量子コンピュータへ一歩前進、NTTと京大が新技術を開発


 日本電信電話株式会社(以下、NTT)と京都大学(以下、京大)は24日、量子コンピュータ実現への障壁を緩和する「誤り耐性技術」を開発したと発表した。

 量子コンピュータは、量子力学の原理により超並列演算処理が可能となり、現状のコンピュータをはるかにしのぐ性能が得られる。しかし、量子状態は外界の影響を受けやすく、演算においてある程度の「誤り確率」を持つ。このため、実現に向けては、多少の誤りがあっても訂正しながら計算を進められる「フォールトトレラント量子計算」の実装が必須になるという。

 誤り訂正のためには、誤り確率がある程度低い量子ゲート(量子計算に必須な基本ゲート。現在の情報処理におけるAND/ORゲートなどに相当するもの)が必要とされている。しかし、フォールトトレラント量子計算の実現に向けて、現実的なデバイスを考慮すると、どうしても誤り確率が高い量子ゲート(確率的ゲート)とならざるを得ず、これが障壁となっていた。

確率的ゲート

 今回の技術の特長は、誤り確率の大きなデバイスを用いても量子ゲートを実装できる点。量子ゲートの成功確率は小さくても構わず、誤りを検出して取り除ける形に量子ゲートを構成し、検出不能なエラーを小さくすることで、フォールトトレラント量子計算が可能になるという。

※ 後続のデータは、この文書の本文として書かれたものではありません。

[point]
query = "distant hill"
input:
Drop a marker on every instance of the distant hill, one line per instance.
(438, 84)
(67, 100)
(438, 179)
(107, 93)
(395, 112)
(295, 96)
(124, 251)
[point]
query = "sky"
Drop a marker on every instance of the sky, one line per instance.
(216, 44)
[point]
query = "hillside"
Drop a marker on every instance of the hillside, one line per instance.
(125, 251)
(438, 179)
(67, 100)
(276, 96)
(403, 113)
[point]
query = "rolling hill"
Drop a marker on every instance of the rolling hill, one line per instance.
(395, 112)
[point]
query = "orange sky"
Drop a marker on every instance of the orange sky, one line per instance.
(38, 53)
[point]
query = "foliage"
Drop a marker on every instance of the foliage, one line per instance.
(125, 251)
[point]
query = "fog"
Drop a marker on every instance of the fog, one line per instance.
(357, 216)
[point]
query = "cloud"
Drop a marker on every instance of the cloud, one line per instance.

 具体的には、計算モデルとして「測定モデルの一方向量子計算」を導入している。

 量子計算モデルは、大きく「回路モデル」と「測定モデル」に分けられる。回路モデルは、量子状態が破壊されないように保ちながら量子ゲートを中に施すことで計算を進めるが、その結果、量子ゲートの誤りが蓄積されることが課題とされている。一方、近年研究の進む測定モデルでは、量子ゲートを用いてはじめに「量子もつれ」を計算リソースとして用意し、その後は処理の簡単な測定を行うことで計算を進める。「量子もつれ」が準備できた後は量子ゲートが不要となり、回路モデルのように計算中に誤りが積もらないという利点がある。

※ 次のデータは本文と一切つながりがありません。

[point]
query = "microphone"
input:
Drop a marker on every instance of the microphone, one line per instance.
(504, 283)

 「量子もつれ」とは、複数の量子間に量子力学的な相関がある状態のことで、例えば、「量子もつれ」状態にある2つの光子の場合、片方の状態が決まると、もう1方の光子がどんなに遠く離れていても、瞬時に同じ状態になるといった特異な性質がある。この性質を量子情報の伝送、演算に利用できるため、量子情報処理のリソースといえるわけだ。

従来の回路モデル

測定モデルの一方向量子計算

 また、誤り訂正符号として「トポロジカル符号」を導入した。

 従来の連結符号ではブロック符号を繰り返し用いることで誤り訂正を行うが、現実的な物理系を考慮すると必要な量子ゲート数が膨大になり、その結果として非常に小さな誤りしか訂正できないという困難がある。これに対してトポロジカル符号は、現実的な物理系をはじめから考慮して考案された新モデルであり、連結符号の課題を克服できるとともに、「量子もつれ」を予め準備して行う「一方向量子計算」を自然な形で実装できるという特長があるという。

従来の連結符号フォールトトレラント量子計算

トポロジカル符号フォールトトレラント一方向量子計算

 上記のように、一方向量子計算においては、リソースとなる「量子もつれ」を生成できれば、その後は簡単な操作で量子計算が行える。従って、リソースをいかにして生成するかが量子計算を実現する鍵になるが、今回、原理的には任意に小さい成功確率の量子ゲートを用いても、「分割統治法」(難題をいくつかの小さな問題に分割して個別に解決していく手法)を効果的に用いることでリソースの生成が効率的にできること――つまりフォールトトレラント量子計算が可能になることが示されたという。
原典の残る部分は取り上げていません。